Unfortunately after my diagnosis most of my best friends seemed to want nothing to do with me, now I realise they aren’t worth it and am just so happy with the friends that stood by me both old and new.

One friend I did make whilst in Christie’s was my now boyfriend Akky.

We had spend a lot of time together on the wards and as I was diagnosed over a year before Akky I knew a lot more about the treatment we were both on so could offer advice and experience. In hospital we would talk for hours and eventually we became really good friends.

The future’s bright

I finished my last chemotherapy in June 2009 and antifungal treatment (to treat a severe skin infection I developed) came to an end in August. When I had totally finished all treatments it was a fantastic feeling and now attend clinic every 3 months for a check up.
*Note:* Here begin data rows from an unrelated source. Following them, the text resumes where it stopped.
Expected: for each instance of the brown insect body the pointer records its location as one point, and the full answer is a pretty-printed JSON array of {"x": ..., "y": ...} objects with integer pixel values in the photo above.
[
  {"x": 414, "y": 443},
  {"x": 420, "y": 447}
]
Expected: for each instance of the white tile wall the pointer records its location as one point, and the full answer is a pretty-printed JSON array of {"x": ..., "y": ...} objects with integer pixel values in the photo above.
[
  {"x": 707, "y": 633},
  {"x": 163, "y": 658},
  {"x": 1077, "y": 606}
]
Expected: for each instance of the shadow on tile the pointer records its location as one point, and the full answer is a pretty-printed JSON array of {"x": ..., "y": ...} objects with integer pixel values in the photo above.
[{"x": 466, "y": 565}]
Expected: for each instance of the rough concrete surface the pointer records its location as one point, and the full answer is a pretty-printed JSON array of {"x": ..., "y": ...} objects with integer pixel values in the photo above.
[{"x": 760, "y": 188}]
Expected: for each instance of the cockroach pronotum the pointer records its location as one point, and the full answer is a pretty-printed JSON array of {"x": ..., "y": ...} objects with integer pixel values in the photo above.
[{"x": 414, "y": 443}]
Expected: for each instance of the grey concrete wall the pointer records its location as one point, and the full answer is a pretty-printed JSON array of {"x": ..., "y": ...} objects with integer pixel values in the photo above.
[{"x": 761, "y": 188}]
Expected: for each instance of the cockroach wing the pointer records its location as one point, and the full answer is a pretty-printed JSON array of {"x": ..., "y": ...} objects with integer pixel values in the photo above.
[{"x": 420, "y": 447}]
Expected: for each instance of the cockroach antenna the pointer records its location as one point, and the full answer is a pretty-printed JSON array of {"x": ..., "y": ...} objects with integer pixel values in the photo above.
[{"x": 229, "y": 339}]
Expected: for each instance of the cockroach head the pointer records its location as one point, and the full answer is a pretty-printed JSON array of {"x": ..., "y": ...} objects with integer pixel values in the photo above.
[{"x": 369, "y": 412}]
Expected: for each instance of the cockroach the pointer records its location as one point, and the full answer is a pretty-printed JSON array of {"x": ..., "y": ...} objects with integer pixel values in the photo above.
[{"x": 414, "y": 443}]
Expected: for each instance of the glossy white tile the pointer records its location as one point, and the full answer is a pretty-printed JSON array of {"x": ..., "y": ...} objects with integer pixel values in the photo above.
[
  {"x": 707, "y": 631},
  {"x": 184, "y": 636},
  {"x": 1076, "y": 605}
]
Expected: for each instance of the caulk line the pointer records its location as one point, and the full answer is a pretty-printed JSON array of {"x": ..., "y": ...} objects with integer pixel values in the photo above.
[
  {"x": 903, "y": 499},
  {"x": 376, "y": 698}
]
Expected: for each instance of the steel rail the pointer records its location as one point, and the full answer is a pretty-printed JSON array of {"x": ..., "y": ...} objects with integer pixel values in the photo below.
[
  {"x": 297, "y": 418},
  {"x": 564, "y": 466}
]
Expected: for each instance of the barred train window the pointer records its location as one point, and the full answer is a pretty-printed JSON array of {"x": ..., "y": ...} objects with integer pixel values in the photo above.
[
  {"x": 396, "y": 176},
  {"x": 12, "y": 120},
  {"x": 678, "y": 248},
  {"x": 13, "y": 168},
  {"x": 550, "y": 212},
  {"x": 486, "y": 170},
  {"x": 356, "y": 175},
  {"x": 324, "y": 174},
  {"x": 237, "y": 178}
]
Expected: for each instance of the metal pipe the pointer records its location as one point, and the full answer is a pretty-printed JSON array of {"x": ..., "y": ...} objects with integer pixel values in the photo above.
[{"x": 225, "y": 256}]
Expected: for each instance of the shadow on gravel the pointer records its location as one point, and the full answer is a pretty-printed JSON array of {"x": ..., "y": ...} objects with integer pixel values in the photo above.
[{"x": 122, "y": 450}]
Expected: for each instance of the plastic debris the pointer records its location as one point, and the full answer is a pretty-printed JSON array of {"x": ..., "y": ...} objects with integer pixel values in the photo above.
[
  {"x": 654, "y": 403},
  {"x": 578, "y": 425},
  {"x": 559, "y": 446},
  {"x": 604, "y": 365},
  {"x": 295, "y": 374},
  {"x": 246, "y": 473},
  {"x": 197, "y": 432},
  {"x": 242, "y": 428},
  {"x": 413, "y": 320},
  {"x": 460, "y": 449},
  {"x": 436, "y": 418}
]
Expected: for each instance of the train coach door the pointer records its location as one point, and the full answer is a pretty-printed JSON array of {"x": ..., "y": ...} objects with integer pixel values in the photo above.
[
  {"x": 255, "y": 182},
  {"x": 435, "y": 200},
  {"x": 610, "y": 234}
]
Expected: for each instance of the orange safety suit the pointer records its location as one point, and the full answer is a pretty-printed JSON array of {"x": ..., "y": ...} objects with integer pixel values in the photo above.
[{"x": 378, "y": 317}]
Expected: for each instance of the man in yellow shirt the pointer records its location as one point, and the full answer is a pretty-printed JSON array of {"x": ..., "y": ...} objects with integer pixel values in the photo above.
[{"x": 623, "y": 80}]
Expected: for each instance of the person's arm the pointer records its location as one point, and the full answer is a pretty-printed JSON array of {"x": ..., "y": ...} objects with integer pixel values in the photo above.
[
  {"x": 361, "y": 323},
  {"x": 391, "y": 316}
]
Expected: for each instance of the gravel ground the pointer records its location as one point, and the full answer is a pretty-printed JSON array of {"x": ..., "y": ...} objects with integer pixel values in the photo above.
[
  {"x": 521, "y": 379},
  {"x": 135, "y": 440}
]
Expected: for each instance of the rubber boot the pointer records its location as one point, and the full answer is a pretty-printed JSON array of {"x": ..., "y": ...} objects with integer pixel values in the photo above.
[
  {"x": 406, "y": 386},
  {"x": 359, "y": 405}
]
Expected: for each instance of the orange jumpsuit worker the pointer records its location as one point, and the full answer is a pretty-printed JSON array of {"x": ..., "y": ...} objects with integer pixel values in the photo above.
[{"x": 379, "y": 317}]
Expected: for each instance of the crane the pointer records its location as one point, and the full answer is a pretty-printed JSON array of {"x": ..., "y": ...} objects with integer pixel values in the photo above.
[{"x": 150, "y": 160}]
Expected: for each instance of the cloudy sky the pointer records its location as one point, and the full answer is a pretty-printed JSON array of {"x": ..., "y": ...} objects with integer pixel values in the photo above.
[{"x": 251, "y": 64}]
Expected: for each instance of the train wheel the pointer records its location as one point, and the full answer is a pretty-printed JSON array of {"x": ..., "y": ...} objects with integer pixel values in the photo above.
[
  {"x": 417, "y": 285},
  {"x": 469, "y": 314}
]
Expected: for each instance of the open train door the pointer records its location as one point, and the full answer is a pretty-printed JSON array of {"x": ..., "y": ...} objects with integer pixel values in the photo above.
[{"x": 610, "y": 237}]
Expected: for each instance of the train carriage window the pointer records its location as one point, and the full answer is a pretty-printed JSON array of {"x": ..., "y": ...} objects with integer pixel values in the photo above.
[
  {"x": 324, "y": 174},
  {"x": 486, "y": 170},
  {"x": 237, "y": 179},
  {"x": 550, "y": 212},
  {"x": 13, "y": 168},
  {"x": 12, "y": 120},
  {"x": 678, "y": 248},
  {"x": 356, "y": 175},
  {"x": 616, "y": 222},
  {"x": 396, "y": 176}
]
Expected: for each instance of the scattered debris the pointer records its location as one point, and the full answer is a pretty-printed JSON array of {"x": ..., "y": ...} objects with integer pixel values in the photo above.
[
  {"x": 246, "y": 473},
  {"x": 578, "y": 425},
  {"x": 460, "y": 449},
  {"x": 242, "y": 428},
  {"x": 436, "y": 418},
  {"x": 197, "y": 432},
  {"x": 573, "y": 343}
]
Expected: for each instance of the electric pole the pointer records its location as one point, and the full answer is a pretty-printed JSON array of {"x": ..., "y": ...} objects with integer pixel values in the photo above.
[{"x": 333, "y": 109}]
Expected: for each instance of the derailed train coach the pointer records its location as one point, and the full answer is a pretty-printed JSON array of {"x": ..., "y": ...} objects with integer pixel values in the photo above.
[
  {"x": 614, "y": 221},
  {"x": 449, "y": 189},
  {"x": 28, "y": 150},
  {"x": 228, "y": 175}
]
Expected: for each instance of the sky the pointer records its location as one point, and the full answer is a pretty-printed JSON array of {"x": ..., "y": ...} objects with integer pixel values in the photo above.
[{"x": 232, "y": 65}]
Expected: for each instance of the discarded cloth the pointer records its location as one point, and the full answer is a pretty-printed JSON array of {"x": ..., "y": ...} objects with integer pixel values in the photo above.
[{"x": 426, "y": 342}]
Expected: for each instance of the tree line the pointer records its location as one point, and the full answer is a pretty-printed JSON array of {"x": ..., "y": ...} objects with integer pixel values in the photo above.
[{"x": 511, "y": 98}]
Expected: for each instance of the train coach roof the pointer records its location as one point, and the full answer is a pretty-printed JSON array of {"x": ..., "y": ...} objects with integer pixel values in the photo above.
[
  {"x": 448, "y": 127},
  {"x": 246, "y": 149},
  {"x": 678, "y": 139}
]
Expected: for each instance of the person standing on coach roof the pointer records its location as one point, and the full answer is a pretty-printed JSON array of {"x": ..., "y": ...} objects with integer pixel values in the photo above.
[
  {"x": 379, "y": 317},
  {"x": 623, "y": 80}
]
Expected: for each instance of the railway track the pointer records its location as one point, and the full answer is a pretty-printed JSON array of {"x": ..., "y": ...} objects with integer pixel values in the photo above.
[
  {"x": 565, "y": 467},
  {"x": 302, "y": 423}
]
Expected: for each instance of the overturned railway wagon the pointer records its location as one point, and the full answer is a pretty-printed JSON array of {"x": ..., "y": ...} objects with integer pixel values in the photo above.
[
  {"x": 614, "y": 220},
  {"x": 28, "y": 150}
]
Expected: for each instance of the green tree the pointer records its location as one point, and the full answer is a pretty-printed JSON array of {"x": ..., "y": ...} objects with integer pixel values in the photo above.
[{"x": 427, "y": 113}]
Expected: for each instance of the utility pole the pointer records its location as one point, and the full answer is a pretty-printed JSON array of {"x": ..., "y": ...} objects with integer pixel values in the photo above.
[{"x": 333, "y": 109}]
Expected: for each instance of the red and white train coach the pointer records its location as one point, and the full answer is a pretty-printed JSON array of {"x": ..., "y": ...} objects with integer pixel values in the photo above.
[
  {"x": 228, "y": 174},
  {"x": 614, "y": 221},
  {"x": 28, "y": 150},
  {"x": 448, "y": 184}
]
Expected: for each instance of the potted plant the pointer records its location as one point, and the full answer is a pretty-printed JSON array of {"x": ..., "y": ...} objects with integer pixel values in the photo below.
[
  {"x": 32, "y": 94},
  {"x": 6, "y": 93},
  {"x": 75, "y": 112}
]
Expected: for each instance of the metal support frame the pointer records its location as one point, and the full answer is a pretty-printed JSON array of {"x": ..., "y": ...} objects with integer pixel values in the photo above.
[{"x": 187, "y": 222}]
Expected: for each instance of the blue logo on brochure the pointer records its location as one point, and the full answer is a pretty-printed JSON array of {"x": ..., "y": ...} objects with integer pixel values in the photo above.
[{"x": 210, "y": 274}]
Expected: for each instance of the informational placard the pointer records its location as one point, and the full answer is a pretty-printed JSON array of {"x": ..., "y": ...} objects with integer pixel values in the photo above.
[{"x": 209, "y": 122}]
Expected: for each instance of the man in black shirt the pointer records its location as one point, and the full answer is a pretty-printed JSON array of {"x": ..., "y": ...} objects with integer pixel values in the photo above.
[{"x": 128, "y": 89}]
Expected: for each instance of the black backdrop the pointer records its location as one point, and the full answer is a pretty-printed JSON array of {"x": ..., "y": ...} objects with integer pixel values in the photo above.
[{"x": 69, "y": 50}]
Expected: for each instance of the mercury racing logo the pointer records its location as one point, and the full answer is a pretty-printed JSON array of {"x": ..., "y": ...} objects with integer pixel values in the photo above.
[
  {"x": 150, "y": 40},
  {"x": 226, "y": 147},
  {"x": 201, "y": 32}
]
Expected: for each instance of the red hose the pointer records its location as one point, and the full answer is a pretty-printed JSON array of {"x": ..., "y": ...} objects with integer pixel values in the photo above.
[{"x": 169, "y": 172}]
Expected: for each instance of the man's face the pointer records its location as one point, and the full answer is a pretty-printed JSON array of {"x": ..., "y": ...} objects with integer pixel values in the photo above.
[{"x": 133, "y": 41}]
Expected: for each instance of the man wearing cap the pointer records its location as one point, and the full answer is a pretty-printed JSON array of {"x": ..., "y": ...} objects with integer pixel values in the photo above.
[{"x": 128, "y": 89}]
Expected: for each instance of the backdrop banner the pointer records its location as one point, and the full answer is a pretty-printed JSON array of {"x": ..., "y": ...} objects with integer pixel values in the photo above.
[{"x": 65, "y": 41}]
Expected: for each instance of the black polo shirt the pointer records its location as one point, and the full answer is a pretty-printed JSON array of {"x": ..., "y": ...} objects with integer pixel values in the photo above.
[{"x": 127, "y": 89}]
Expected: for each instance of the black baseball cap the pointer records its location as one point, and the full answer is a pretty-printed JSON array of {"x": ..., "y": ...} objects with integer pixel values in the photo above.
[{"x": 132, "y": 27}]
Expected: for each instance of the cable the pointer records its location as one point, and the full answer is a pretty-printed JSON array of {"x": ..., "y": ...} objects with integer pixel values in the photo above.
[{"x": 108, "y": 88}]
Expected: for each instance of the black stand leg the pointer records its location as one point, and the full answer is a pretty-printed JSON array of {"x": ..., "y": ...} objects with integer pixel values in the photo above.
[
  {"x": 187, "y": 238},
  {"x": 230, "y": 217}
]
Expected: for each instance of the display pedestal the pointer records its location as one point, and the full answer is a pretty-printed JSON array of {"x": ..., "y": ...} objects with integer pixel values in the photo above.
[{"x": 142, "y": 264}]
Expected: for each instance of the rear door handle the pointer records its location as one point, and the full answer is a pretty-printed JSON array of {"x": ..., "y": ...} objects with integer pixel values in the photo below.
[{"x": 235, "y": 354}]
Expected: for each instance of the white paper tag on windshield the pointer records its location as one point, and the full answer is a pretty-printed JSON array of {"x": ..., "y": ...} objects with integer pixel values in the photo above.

Inspired by the hospital and the staff that saved my life, I have decided to do Race for Life again this summer. Christie’s made my 3 years of treatment a positive experience to which I’m eternally grateful.

This year I’m also hoping to go back to university and carry on my BA (hons) early childhood studies.

Through my personal experience I would say I am much more aware of cancer and I believe little things really aren’t important and not to moan about them.

My hopes for the future are I want to be happy, have a stable job that I love and hopefully start a family but I just live each day as it comes because no one knows what is round the corner.